“Hunger” is marked by a series of strange and unsettling sequences shot over what feels like painful amounts of time. In one such scene, the camera rests for a good two minutes on a prison inmate as he watches a fly crawl across his arm. In lesser hands these moments could be rendered meaningless and dull, but McQueen’s film instead uses this minimalist aesthetic to transcend a simple set of plot details. In its depiction of real-life events, “Hunger” falls in an innovative category between straightforward documentary and dramatized historical epic. Much of the movie resembles visual art rather than film, eschewing dialogue and reportage for a haunting, gruesome, and powerful display of images.
Most of the British-born McQueen’s work has been experimental. Famous for his silent films and small gallery projections, he dropped out of New York University’s Tisch School of Arts because he felt the teaching restricted his experimental aspirations. Now it seems McQueen has found success in this artistic attempt at relaying the famed story of the Irish Republican Army’s hunger strike in the early 1980s.
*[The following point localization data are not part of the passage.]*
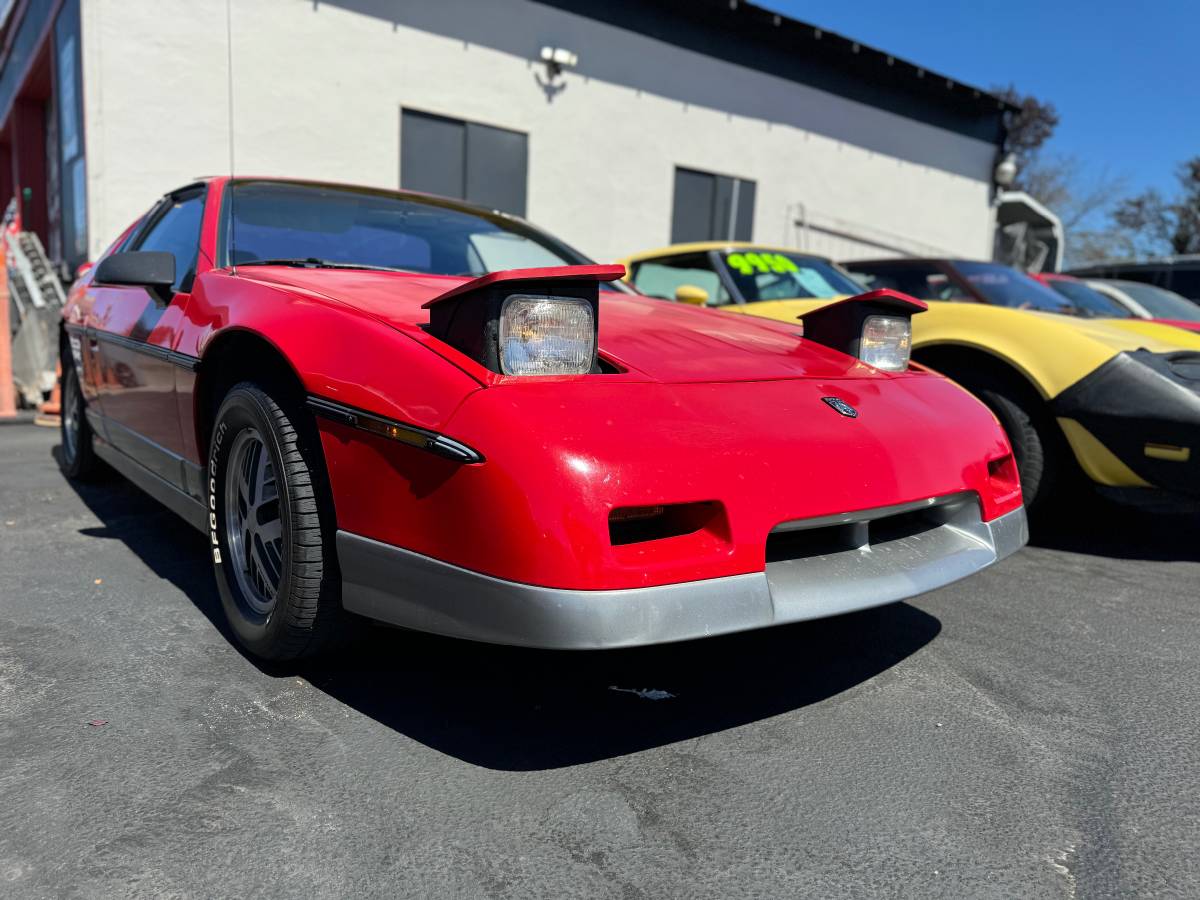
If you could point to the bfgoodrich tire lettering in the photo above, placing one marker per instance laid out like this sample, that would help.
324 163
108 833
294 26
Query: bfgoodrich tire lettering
271 527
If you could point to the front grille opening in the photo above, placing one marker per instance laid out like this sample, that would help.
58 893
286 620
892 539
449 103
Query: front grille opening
894 528
828 540
811 543
637 525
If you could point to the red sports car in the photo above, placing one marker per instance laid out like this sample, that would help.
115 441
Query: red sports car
436 415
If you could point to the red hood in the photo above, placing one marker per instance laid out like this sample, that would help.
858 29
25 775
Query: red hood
667 342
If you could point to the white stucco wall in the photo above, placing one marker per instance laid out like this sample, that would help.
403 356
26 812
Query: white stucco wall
318 89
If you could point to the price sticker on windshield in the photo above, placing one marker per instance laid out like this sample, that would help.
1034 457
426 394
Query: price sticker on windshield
751 263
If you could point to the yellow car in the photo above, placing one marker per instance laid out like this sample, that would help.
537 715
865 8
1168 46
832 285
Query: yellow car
1121 397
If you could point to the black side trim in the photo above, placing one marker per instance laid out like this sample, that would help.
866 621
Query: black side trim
177 359
190 509
402 432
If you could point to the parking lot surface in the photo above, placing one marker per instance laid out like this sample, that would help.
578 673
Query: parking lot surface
1030 732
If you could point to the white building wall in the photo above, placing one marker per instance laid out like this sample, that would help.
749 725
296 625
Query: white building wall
318 89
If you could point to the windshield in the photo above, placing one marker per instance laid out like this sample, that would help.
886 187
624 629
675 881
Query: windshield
767 275
1090 303
360 227
1007 287
1161 304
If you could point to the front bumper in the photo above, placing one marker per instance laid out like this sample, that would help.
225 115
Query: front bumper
1144 408
852 562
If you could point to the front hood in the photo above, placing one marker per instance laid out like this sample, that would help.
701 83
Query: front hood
1116 335
654 340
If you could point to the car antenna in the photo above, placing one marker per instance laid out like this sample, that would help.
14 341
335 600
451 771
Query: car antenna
233 219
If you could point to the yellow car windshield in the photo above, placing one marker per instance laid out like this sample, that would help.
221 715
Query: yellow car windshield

“Hunger” follows the group of prisoners at Ireland’s Her Majesty’s Prison Maze that demanded basic human rights in jail—such as the freedom to wear their own clothes, receive one visit a week from a family member, and organize recreational activities amongst themselves. Though the inmates first attempted a “no wash” strike, their demands were not met until Bobby Sands (Michael Fassbender, “Band of Brothers”) led a hunger strike in 1981, ending successfully seven months later after the deaths of 10 men.
The film has three major movements: scenes of the prisoners’ daily lives in the Maze, a long conversation between Sands and a priest, and the slow deterioration of Sands’ body. Within these three parts, the simplicity of the plot gains striking power from the horrifying images onscreen.
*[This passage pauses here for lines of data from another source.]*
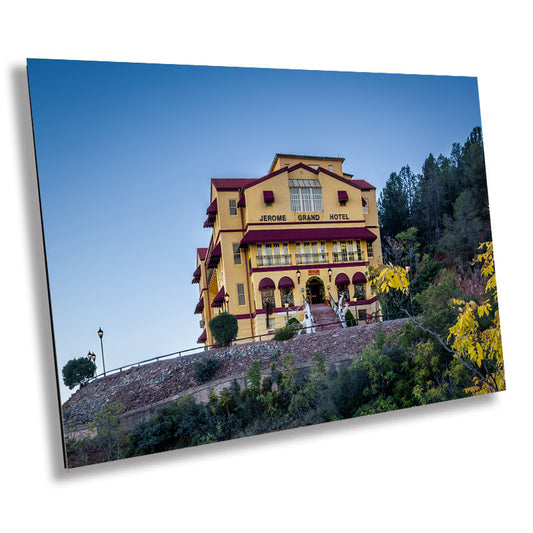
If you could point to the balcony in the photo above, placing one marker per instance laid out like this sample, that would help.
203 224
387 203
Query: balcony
274 260
312 258
345 257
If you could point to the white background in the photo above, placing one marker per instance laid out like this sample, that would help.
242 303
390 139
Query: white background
461 466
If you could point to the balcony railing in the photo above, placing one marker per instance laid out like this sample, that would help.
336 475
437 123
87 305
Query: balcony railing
274 260
345 256
312 258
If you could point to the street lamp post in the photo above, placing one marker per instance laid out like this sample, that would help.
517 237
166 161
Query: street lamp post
408 268
101 334
226 298
92 357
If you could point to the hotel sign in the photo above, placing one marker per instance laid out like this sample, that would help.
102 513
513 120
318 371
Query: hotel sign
303 217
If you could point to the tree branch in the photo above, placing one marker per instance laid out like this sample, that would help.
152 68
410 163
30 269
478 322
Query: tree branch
452 351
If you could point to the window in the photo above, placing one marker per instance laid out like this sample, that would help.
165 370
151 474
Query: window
369 250
359 252
236 254
306 195
342 290
271 254
343 251
359 291
309 253
240 294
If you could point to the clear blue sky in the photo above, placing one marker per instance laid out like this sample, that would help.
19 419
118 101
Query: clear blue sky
125 154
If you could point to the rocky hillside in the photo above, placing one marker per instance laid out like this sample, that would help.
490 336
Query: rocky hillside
154 382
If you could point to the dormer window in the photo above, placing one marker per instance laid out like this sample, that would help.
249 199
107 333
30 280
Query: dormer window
343 197
306 195
268 196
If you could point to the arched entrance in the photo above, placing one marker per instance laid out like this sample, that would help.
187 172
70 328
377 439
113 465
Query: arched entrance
315 290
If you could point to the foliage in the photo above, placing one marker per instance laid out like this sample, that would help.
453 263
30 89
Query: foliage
463 231
475 339
205 369
476 335
78 372
350 319
107 425
224 328
287 332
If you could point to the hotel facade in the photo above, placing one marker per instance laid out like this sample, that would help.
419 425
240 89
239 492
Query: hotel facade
305 230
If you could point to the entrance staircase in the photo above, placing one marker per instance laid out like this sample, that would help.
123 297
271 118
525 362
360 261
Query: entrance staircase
324 314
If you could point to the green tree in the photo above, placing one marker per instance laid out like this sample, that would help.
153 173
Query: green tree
393 207
224 328
78 372
462 232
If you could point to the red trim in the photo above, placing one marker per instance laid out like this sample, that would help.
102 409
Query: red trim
306 222
364 302
317 234
266 283
307 267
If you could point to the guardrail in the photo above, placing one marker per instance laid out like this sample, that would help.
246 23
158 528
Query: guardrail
263 336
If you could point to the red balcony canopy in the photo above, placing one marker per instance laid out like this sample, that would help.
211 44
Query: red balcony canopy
218 300
306 234
212 209
358 277
199 307
197 274
285 282
342 278
214 256
266 283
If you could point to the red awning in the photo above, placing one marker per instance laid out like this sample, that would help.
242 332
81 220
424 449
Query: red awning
359 277
214 256
266 283
199 307
285 282
197 274
342 278
212 209
218 300
268 196
305 234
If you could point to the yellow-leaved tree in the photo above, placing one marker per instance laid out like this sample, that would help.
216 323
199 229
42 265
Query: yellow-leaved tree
475 338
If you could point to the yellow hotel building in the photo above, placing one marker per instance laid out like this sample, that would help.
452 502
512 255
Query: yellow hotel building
305 230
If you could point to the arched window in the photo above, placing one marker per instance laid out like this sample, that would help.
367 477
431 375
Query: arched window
342 281
359 281
286 286
266 287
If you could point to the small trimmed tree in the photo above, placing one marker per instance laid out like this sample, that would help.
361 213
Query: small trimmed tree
224 328
78 372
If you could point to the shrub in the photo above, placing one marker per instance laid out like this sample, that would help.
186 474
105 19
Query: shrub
224 328
205 369
285 333
350 319
78 372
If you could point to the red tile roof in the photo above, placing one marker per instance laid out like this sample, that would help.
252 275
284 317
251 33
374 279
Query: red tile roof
362 184
230 184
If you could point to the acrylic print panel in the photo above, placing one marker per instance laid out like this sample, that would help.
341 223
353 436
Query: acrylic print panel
238 251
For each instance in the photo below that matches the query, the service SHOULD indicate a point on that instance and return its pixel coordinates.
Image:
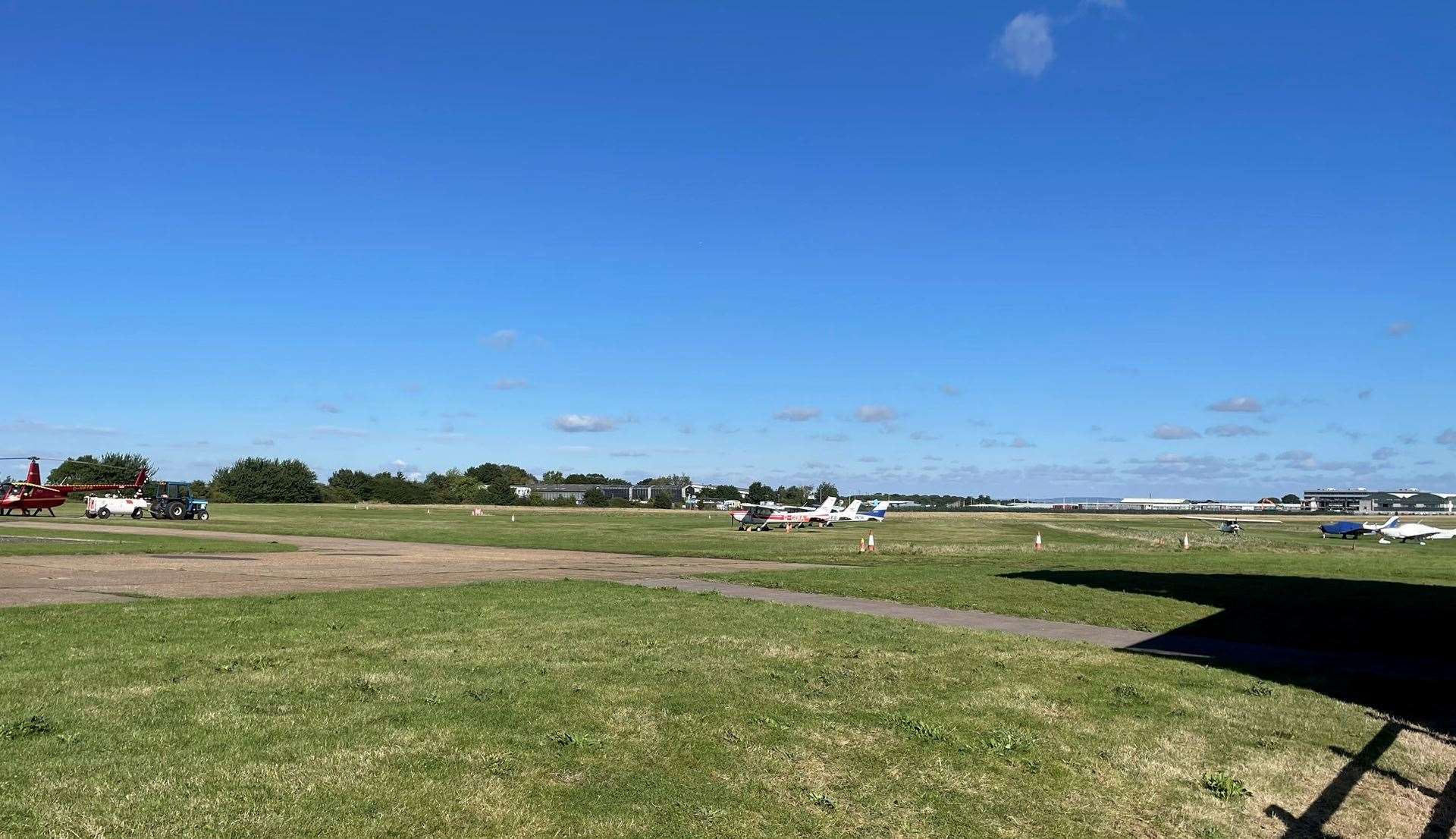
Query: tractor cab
(174, 500)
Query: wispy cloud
(579, 423)
(875, 414)
(1169, 432)
(501, 338)
(1025, 46)
(1238, 404)
(36, 427)
(1228, 430)
(797, 414)
(337, 432)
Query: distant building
(1411, 501)
(1370, 501)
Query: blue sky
(963, 248)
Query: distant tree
(501, 492)
(262, 479)
(759, 492)
(109, 468)
(360, 485)
(792, 494)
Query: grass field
(596, 710)
(36, 542)
(1279, 584)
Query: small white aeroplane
(852, 514)
(1392, 530)
(1232, 525)
(764, 516)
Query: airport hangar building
(1372, 501)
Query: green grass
(1277, 584)
(596, 710)
(41, 541)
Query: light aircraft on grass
(764, 516)
(1232, 525)
(852, 514)
(1392, 530)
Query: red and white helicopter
(766, 516)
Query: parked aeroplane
(1345, 529)
(852, 514)
(1394, 530)
(1232, 525)
(764, 516)
(30, 495)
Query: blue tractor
(174, 500)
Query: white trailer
(108, 506)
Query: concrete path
(332, 564)
(321, 564)
(1210, 650)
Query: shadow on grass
(1340, 622)
(1351, 622)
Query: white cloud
(337, 432)
(1025, 46)
(1234, 432)
(576, 423)
(797, 414)
(1169, 432)
(875, 414)
(1238, 405)
(501, 338)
Without warning, McQueen immediately throws the viewer into the depths of the prisoner’s “no wash” protest, portraying unwashed, unshaven men smearing their excrement on the walls of their cells. Lengthy, uneventful scenes evoke the empty hours the prisoners experience in jail—time wasted away in their disgusting dungeons of protest. McQueen’s attention to detail creates an arresting immediacy. He does not toy with the viewer’s emotions; rather he demands that the audience be repulsed, distressed, and deeply moved.
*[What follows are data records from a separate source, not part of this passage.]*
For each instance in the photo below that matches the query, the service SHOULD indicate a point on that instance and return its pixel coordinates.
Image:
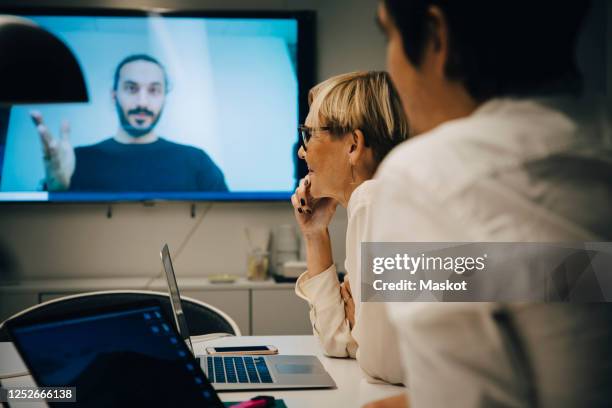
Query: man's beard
(127, 126)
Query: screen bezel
(306, 62)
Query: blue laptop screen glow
(123, 358)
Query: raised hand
(313, 215)
(58, 154)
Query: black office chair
(201, 317)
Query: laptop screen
(120, 358)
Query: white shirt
(372, 340)
(515, 170)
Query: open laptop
(120, 356)
(239, 372)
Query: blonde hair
(364, 100)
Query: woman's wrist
(318, 253)
(316, 234)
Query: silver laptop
(240, 372)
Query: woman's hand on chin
(313, 215)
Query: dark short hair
(138, 57)
(501, 47)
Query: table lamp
(35, 66)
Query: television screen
(182, 106)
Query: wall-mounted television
(183, 106)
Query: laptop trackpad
(296, 369)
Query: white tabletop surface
(353, 389)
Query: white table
(353, 390)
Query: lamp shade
(36, 66)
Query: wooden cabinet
(279, 312)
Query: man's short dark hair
(138, 57)
(501, 47)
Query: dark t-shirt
(158, 166)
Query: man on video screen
(135, 158)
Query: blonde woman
(355, 119)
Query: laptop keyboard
(241, 369)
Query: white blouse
(372, 341)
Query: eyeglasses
(306, 133)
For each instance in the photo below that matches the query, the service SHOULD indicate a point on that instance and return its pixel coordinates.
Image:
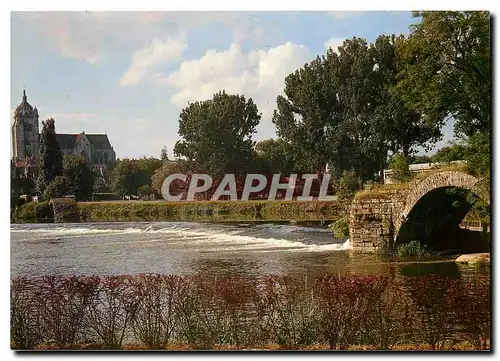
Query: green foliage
(453, 152)
(130, 174)
(50, 156)
(145, 190)
(400, 168)
(347, 185)
(216, 134)
(43, 211)
(275, 155)
(26, 212)
(419, 159)
(100, 184)
(447, 69)
(79, 175)
(478, 155)
(168, 168)
(164, 154)
(57, 188)
(209, 210)
(412, 249)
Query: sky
(129, 74)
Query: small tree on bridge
(400, 166)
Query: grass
(208, 210)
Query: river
(182, 248)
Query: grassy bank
(207, 312)
(124, 211)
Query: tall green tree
(50, 156)
(79, 175)
(447, 69)
(216, 134)
(396, 125)
(309, 113)
(278, 155)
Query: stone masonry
(377, 217)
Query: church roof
(99, 141)
(66, 141)
(24, 107)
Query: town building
(95, 148)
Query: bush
(347, 187)
(208, 312)
(57, 188)
(26, 212)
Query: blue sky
(128, 74)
After these visceral shocks, McQueen moves in the film’s second part to a lengthy conversation between Sands and his longtime friend, Father Lohan (Liam Cunningham, “The Wind That Shakes the Barley”). Here, as in the rest of the film, McQueen withholds no information from his audience, instead using Lohan to clarify the straightforward events of the plot. Sands’ death is inevitable; there are no plot twists or surprises in the film. In a startlingly long and still scene, Lohan interrogates Sands, questioning his sanity after years in prison, his appreciation of his own life, and the likelihood that he will go through with starvation before his demands are met. The rest of the scene provides an opportunity for Sands to boldly state his dedication to the protests. “You call it suicide; I call it murder,” he tells his friend, and with this, the film once again embraces wordlessness for its final chapter.
The images in this third movement provide an uncensored and nauseating display of the deterioration of a human body without nourishment. McQueen documents the constant attention given to Sands by the hospital doctors as he refuses all food and gradually surrenders his body. McQueen, much like Sands, has a single and purposeful intention from which he never strays. Refusing to either condemn or glorify the IRA, the director focuses solely on the physicality of the prisoners’ grim undertaking. In this approach, “Hunger” bravely reveals the visceral underbelly of a well-known event in English and Irish history. McQueen illustrates with profound artistry the eerie quiet of a hunger strike and the severe calm with which Sands chooses to die. The result is a brutal and emotional film that seeks not to entertain, but instead to let the corporeal imagery speak for itself.